The reason is that the school has a critical problem of size. To maintain the quality of its degrees the Booth school only uses its own faculty to teach programmes. Prof Kumar says he fully endorses this principle. So while the school is one of the most active of the the US business schools in building a global footprint, its emphasis on quality limits its ability to replicate programmes. It is not just faculty, but staff that are the issue. “It’s not enough just to have programmes abroad, faculty have to be supported,” explains the dean.
One response is to hire more faculty, inevitably a long-term task. Chicago Booth has less that 150 full-time faculty today and Prof Kumar is reticent to speculate on future numbers. “We don’t set targets. We get our faculty to identify the people we want and then we go hire them. Faculty hire their colleagues.”
One thing he is happy to talk about, though, is the school’s public image, and in particular bringing the ideas generated by professors there, already highly regarded in academic circles, to a wider audience. The dean has already announced that the school will have its own television studio and faculty are now writing a branded column for Bloomberg.
“The thing is to get the ideas of our faculty to outside consumers, not just academics,” says Prof Kumar.
“The school has a lot of faculty with very diverse opinions. It is nice for faculty to be able to influence debate.
“The first thing is you have to make sure you have access to the people you want to influence. The second ... is to make sure you have content that is relevant to them.”
Though the strategic review is still under way, Prof Kumar already has his own agenda and that includes broadening the appeal of the school. He concedes: “A school cannot be everything to everyone.” But he wants Booth to go beyond its acknowledged core strengths in finance and economics – organisational behaviour is one area he highlights that he believes is a real academic strength of the school.
. . .
The reason for broadening the depth of teaching in these other areas is straightforward. “We are in the education business to produce well-rounded people.”
But what will not change is the approach the professors take to their subjects. “The strength of the school has always been in empirical research, data-driven research,” says the new dean. This applies to marketing as much as it does to finance or economics and it is an approach which sets the school apart from its rivals. It is clear that it is an approach which will continue.
. . .
Schools learn to focus
A decade ago business schools had a single marketing strategy: they were all experts in everything. These days that has changed dramatically, with business schools following their own marketing professors’ advice, and developing their own style and focus.

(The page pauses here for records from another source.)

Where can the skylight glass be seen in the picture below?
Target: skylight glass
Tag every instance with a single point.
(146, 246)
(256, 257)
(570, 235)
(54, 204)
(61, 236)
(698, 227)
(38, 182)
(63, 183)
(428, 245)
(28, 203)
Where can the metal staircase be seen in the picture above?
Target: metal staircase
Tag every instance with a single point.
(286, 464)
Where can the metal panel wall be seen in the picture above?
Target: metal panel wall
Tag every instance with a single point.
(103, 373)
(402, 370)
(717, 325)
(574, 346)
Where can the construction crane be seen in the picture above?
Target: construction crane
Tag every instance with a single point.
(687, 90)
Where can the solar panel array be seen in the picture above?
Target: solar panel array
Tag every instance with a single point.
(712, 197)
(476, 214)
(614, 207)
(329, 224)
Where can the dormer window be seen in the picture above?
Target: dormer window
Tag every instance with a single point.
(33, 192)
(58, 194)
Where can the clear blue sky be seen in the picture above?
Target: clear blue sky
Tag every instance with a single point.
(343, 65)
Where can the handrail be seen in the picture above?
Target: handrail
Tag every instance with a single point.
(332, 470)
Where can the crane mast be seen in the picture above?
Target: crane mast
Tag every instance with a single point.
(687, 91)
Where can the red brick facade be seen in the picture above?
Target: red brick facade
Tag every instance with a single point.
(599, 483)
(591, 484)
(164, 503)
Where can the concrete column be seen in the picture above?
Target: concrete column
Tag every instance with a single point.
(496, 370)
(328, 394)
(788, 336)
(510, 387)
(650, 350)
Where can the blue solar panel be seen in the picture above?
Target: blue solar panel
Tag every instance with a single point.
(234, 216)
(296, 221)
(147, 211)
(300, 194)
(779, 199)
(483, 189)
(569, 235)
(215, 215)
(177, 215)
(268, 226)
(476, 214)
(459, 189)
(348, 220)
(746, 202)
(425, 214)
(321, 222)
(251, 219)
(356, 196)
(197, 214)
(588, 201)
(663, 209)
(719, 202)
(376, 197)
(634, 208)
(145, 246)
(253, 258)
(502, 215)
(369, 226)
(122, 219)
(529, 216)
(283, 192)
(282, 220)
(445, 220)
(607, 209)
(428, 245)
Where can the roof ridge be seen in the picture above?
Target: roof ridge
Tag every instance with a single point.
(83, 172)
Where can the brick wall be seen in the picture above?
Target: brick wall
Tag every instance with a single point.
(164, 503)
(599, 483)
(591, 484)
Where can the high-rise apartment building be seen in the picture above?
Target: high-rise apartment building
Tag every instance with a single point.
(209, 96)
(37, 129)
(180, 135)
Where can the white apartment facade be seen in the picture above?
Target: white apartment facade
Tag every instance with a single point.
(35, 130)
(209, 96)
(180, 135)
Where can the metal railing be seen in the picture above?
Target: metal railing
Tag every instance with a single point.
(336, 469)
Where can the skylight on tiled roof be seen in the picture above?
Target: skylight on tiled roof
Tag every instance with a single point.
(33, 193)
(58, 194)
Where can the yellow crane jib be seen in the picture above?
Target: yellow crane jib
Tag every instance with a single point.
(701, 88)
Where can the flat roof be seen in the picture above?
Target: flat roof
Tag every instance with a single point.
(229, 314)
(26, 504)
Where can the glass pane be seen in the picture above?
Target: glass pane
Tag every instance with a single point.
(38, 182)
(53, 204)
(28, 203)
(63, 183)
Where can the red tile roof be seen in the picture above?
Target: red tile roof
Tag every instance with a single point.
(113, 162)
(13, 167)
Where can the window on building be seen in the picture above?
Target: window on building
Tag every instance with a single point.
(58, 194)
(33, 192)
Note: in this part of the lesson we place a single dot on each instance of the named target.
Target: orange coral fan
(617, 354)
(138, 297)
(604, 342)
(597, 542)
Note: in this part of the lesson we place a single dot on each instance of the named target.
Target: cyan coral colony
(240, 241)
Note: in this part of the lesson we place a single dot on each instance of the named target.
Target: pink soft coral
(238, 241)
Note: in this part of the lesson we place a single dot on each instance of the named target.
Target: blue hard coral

At Chicago Booth, Prof Kumar says that approach to research and teaching separates his school from the rest – they are, to coin a phrase, the “data dogs” of the industry. Other schools have gone back to their roots. At MIT Sloan, there is a re-energised enthusiasm for the commercialisation of innovation. And at Harvard Business School, the appointment of Nitin Nohria has sent a clear signal that HBS is playing to its strengths as the school for leadership and general management - the business school that educates the boardrooms of America.
Other business schools have chosen to draw strength from their parent universities. At Stanford University Graduate School of Business one in six students now studies for another degree alongside the MBA, in environmental sciences, or education for example. “I think business and management belong in every department,” says the dean Garth Saloner.
The move away from the stand-alone business school is also apparent at NYU Stern. Dean Peter Blair Henry says he joined the school in January 2010 because of the university president’s vision to develop a global university with the business school playing a part alongside the other departments.